Clearances, however, can’t be the only answer. There are, Ozment said, simply far too many people in the universe of critical infrastructure operators who need to understand cybersecurity issues to grant clearances to all of them. The White House hopes the Enhanced Cybersecurity Services (ECS) program — formerly known as the Defense Industrial Base pilot — will fill that gap. The Defense Department already has been using the program to share cyber threat signatures with a handful of Internet service providers, so that they, in-turn, can offer protection to defense companies as a managed service.

“To use an analogy, let’s say you’re a military base and you want to protect the perimeter, so you have a guardhouse at the entrance to the base. In our scenario, you’ve contracted that guardhouse out, and they can deal with classified information. So the government gives them a classified photo of a bad guy and says ‘Don’t let this guy into the base’, but the people inside the base don’t get to see that photo,” he said. “So you’re receiving the protection if you’re on base, but we’re also not revealing the classified information too broadly. That’s essentially the concept behind ECS.”

Advanced understanding needed

At the same time though, Ozment said agencies continue to struggle over concerns that some companies who operate critical infrastructure don’t have the capacity or know-how to understand and react to cyber threats adequately. In those cases, information sharing isn’t good enough.

“What we’ve found is unless an organization has a basic level of cybersecurity defenses, there’s no amount of sharing we can do that will make them successful,” he said. “The guardhouse works if it’s on the road to the base. But if you don’t know how many roads are going in and out of your base, you can’t put guardhouses on them, and having a photo of the bad guy does you no good if you have no understanding of the roads that are entering and exiting your base. That’s the situation we find sometimes in critical infrastructure.”

And so, even though the White House says it needs congressional action to effectively ensure minimal cybersecurity standards are being adhered to in critical infrastructure sectors, the executive order does contemplate new cybersecurity regulations, using the power that sector-specific federal agencies already have to regulate their industries.

The process will begin with the creation of what the White House calls a cybersecurity framework, a basic set of best practices. NIST will run the effort , which the White House says it chose to lead the charge on the sensitive issue of cyber standard-setting for a very specific reason.

“What we heard from folks in the private sector is that they like to work with NIST. They’re comfortable with the organization, they know that they have a collaborative process with industry,” he said. “NIST will work with the private sector and develop a collection of standards. The framework is not one particular standard that says here’s how you configure your Wi-Fi or here’s how you do risk management. It’s a collection of standards that we think constitute the core cybersecurity best practices and standards.”

NIST has released a request for information to gather industry input on the framework. It expects to issue a preliminary version in eight months, and a final version within a year.
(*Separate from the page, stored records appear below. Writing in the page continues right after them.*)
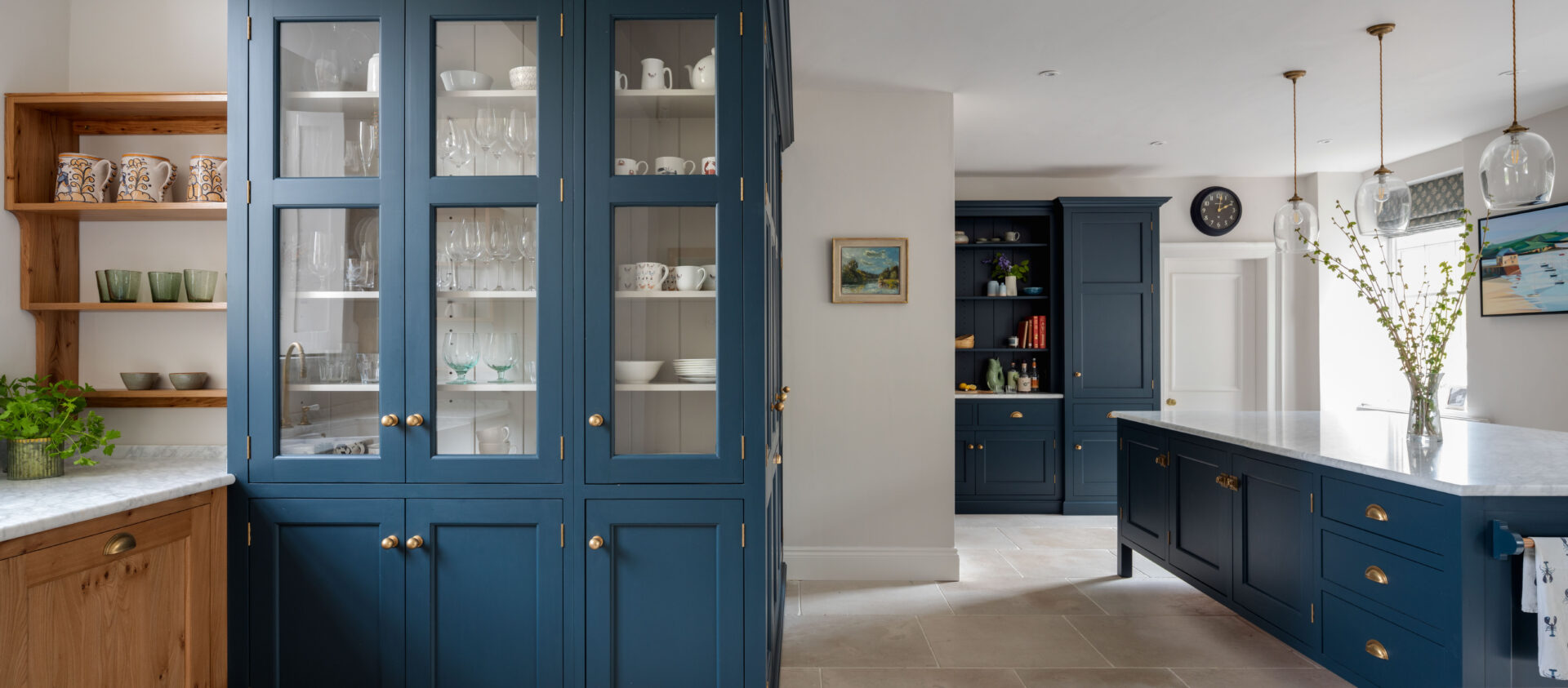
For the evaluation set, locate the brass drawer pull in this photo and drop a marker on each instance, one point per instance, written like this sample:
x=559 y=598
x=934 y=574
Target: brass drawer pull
x=1375 y=649
x=119 y=543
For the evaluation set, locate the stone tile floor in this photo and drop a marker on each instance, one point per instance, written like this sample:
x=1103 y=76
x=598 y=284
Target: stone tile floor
x=1037 y=604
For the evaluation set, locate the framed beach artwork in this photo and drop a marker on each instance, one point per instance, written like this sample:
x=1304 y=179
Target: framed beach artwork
x=871 y=270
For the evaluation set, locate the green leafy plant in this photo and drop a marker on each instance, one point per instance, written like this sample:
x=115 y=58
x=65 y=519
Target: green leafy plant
x=35 y=408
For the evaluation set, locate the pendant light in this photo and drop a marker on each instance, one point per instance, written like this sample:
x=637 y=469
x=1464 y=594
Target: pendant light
x=1295 y=215
x=1517 y=168
x=1383 y=199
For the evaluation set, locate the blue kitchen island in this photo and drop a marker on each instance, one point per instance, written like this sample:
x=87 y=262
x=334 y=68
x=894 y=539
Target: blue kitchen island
x=1388 y=563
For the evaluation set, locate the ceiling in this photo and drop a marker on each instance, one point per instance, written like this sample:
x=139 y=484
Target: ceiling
x=1205 y=78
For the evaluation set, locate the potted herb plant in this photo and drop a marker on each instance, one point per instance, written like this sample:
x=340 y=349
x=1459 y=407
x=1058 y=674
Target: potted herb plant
x=46 y=424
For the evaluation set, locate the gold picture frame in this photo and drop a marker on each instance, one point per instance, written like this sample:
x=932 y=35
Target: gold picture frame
x=871 y=270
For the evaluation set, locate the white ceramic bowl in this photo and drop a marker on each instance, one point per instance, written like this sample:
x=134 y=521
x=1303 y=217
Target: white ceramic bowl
x=465 y=80
x=637 y=372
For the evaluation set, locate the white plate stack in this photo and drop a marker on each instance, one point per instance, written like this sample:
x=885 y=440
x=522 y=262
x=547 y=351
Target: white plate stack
x=697 y=371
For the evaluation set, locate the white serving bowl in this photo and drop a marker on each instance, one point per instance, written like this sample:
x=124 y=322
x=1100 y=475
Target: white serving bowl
x=465 y=80
x=637 y=372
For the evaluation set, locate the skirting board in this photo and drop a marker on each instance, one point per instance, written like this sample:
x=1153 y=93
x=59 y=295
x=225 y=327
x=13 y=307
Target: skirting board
x=872 y=563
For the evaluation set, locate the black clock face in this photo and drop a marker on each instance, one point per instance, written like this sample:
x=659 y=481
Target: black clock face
x=1215 y=211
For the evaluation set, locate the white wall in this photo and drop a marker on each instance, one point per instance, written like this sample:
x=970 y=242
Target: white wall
x=867 y=441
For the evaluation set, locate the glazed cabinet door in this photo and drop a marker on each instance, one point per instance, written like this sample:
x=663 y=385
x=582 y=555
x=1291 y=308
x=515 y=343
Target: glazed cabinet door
x=327 y=593
x=485 y=242
x=664 y=584
x=327 y=242
x=664 y=333
x=485 y=593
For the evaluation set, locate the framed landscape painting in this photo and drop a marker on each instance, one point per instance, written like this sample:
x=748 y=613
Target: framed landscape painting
x=871 y=270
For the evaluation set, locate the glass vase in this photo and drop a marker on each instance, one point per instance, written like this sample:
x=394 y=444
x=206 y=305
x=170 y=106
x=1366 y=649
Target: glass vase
x=30 y=459
x=1426 y=422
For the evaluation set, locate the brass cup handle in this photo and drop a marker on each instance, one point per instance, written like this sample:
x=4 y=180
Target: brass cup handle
x=119 y=543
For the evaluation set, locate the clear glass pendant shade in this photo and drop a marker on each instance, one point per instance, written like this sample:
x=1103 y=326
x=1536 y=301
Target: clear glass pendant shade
x=1295 y=215
x=1383 y=206
x=1517 y=171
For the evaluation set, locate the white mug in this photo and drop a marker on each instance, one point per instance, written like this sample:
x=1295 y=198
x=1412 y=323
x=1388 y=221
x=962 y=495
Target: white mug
x=688 y=277
x=625 y=166
x=673 y=165
x=145 y=177
x=651 y=276
x=656 y=76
Roadmap to better cybersecurity

Then, Ozment said, the White House will tell the critical infrastructure sector specific agencies it controls to match up the results with the cyber rules they already have in place for their regulated industries.

“We want them to look at the framework and ask whether their existing regulations are sufficient. If the answer is yes, great. There’s no need to redo or undo good work that’s already been done at places like the Nuclear Regulatory Commission,” he said. “On the other hand, if they identify there are gaps, then we’ll ask them to propose new regulations. If they do that, they’ll follow the normal regulatory process for notice and comment, so there won’t be any surprises.”

But there are also regulatory agencies the White House has no control over and aren’t subject to executive orders. Ozment said the White House is requesting that those independent agencies follow the same process.